El hombre volcó toda su atención a ella y su ocre mirada recayó en las preciosas joyas aguamarina de la joven doncella, dejándole muy en claro que no se trataba de broma o treta alguna, sino más bien de un mandato que ella debía aceptar como un hecho desde el momento en el que fue estipulado.

—Debido a la ausencia de Ruri, es tu deber como futura gobernante del reino, Kohaku —un deber que fue delegado de su hermana hacia ella cuando Ruri huyó junto a uno de los sirvientes del Palacio—. Pero sólo podrás asumir la corona real si eres desposada. —El Rey dictaminó como una ley absoluta que debía cumplirse al pie de la letra.

Kohaku tendría que cargar y enmendar la ofensa de su hermana hacia el reino de una u otra forma. 

La premisa fue tan desagradable al oído que incluso le provocó unas arcadas de sólo imaginarse a sí misma desposada por un extraño el resto de su vida. Odiaba esa absurda ley que le negaba el derecho a gobernar por sí sola su reino; un mandato tiránico que la condenó a reducir su presencia como la sombra de un hombre, sin voluntad y sin libertad de expresar nada. Porque estaba muy segura de que ese sería su destino.

—Padre yo puedo gobernar el reino sola. —sin temor le hizo saber su opinión al Rey, esperando que él pudiese ver en ella lo que veía en sí misma, una joven fuerte y capaz.

Kokuyo suspiró con exasperación y su mirada se endureció.

—Hija, necesitas un rey a tu lado. Un compañero que te guíe en el camino —sus puntos eran totalmente discordantes uno del otro, pero Kokuyo sólo quería lo mejor para su hija y en este caso para su propio reino—. El pueblo necesita la fortaleza de un gobernante que mantenga sólida nuestra estructura y cuyas decisiones la encaminen hacia la expansión y el progreso.

Lo supuso, su padre veía en ella a una joven doncella frágil y volátil, una hoja al viento vagando a la deriva.

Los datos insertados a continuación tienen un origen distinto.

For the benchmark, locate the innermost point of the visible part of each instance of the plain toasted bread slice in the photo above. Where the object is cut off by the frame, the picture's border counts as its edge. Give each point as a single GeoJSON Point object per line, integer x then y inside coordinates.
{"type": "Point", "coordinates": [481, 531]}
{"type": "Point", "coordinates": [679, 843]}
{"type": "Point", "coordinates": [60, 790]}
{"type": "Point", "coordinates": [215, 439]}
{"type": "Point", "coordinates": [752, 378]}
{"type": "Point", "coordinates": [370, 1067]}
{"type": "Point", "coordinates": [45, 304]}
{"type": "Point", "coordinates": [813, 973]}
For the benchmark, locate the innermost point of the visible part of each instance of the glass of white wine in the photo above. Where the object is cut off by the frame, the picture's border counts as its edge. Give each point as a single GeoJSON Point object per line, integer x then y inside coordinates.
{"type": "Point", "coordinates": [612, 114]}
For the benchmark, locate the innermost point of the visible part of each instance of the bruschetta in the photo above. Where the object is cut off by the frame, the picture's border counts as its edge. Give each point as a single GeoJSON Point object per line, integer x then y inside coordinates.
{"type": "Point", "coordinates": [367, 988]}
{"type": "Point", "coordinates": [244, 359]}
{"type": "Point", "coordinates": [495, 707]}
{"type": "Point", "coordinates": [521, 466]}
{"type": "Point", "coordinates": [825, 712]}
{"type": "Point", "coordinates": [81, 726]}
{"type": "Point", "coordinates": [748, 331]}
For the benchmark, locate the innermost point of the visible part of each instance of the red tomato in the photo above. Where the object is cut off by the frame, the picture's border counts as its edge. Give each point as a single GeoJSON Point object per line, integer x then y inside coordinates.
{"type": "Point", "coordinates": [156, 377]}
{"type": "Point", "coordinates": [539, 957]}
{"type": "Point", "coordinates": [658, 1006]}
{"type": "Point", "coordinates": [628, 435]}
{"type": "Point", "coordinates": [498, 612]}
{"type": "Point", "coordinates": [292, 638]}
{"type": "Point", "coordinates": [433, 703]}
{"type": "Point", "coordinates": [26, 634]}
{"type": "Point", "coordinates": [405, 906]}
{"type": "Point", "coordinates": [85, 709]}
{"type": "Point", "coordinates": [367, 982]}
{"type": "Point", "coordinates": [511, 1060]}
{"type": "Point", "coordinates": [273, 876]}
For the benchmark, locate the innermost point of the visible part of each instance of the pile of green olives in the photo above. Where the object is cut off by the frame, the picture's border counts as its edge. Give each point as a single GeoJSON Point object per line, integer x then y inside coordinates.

— ¿Acaso no tengo la fortaleza que un hombre puede tener? ¿No crees que logre todo eso y me convierta en una buena soberana como mi madre y tú? —Kohaku temió la respuesta de su propio padre, pero a pesar de eso se obligó a endurecer la mirada aparentando el coraje que no poseía en esos momentos.

—Sé que serás una excelente reina. No justifico el acto imprudente de Ruri, pero  la decisión de legarte su puesto como futura soberana quizá se basó en que al ocupar el trono, serías incluso mejor que ella —la mirada del Rey se suavizó ante semejantes palabras—. Pero entiende que con el matrimonio no sólo se confieren los derechos a la corona, sino que también la oportunidad de entablar una relación diplomática con otro reino.

Una oportunidad que no sólo beneficiaría a su familia sino al reino entero y también al de la contraparte involucrada. Kokuyo siempre buscó una oportunidad de peso que lograra apaciguar la rivalidad entre reinos vecinos y que trajera un preludio de paz a su pueblo; los saqueos y los asaltos en las fronteras eran el pan de cada día, pero si ambos reinos se unían, no sólo evitarían dichos altercados sino que también podrían colaborar, expandir el comercio y en todo caso, alcanzar el progreso entre ambos.